Add states to a dataset based on groups and start/end times

add_states() brings states to a time series dataset. It uses the States.dataset to add states to the dataset. The States.dataset must at least contain the same variables as the dataset grouping, as well as a start and end time. Beware if both datasets operate on different time zones and consider to set force.tz = TRUE.

Usage

add_states(
  dataset,
  States.dataset,
  Datetime.colname = Datetime,
  start.colname = start,
  end.colname = end,
  force.tz = FALSE,
  leave.out = c("duration", "epoch")
)

Arguments

dataset: A light logger dataset. Needs to be a dataframe.
States.dataset: A light logger dataset. Needs to be a dataframe. This dataset must contain the same variables as the dataset grouping, as well as a start and end time. Any other column, that is not in leave.out will be added to the dataset.
Datetime.colname: The column that contains the datetime. Needs to be a POSIXct and part of the dataset.
start.colname, end.colname: The columns that contain the start and end time. Need to be POSIXct and part of the States.dataset.
force.tz: If TRUE, the start and end times of the States.dataset will be forced to the same time zone as the dataset using lubridate::force_tz(). If FALSE (default), the start and end times of the States.dataset will be used as is.
leave.out: A character vector of columns that should not be carried over to the dataset

Value

a modified dataset with the states added. The states are added as new columns to the dataset. The columns are named after the columns in the States.dataset, except for the start and end times, which are removed.

Details

Beware if columns in the dataset and States.dataset have the same name (other then grouping variables).

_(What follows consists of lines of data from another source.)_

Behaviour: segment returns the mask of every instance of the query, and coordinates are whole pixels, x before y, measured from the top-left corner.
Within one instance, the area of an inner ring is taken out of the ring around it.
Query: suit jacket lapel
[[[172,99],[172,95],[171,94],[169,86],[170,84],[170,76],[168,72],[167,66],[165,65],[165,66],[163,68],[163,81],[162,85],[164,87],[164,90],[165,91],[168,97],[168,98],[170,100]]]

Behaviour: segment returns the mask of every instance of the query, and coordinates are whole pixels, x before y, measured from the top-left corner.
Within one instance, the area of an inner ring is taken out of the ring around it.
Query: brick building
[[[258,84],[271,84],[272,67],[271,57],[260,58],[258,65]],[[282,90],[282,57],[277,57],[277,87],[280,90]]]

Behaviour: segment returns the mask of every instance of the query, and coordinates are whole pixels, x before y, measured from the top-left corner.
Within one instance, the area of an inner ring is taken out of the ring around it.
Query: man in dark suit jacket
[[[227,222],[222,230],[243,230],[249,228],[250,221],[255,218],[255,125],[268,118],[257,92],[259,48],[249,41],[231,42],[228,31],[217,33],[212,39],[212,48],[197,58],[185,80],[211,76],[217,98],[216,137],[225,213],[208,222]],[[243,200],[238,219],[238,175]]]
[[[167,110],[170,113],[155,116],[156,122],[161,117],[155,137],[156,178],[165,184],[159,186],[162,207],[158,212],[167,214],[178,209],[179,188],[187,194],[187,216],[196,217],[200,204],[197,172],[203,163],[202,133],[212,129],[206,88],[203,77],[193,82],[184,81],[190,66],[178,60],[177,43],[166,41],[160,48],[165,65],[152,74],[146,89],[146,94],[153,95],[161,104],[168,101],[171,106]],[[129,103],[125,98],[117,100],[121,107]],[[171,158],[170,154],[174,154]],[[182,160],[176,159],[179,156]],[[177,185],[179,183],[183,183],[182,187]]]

The underlying function, dplyr::left_join() will mark the columns in the dataset with a suffix .x, and in the States.dataset with a suffix .y.

Examples

states <-
sample.data.environment |>
  filter_Date(length = "1 day") |> 
  extract_states(Daylight, MEDI > 1000)

states |> head(2)
#> # A tibble: 2 × 7
#> # Groups:   Id, Daylight [1]
#>   Id          Daylight state.count epoch start               end                
#>   <fct>       <lgl>    <chr>       <dbl> <dttm>              <dttm>             
#> 1 Environment FALSE    FALSE 1        30 2023-08-28 23:59:53 2023-08-29 06:57:53
#> 2 Environment FALSE    FALSE 2        30 2023-08-29 19:45:23 2023-08-29 23:59:53
#> # ℹ 1 more variable: duration <Duration>

#add states to a dataset and plot them - as we only looked for states on the
# first day (see above), only the first day will show up in the plot
sample.data.environment |> 
 filter_Date(length = "2 day") |> 
 add_states(states) |> 
 gg_days() |> 
 gg_state(Daylight)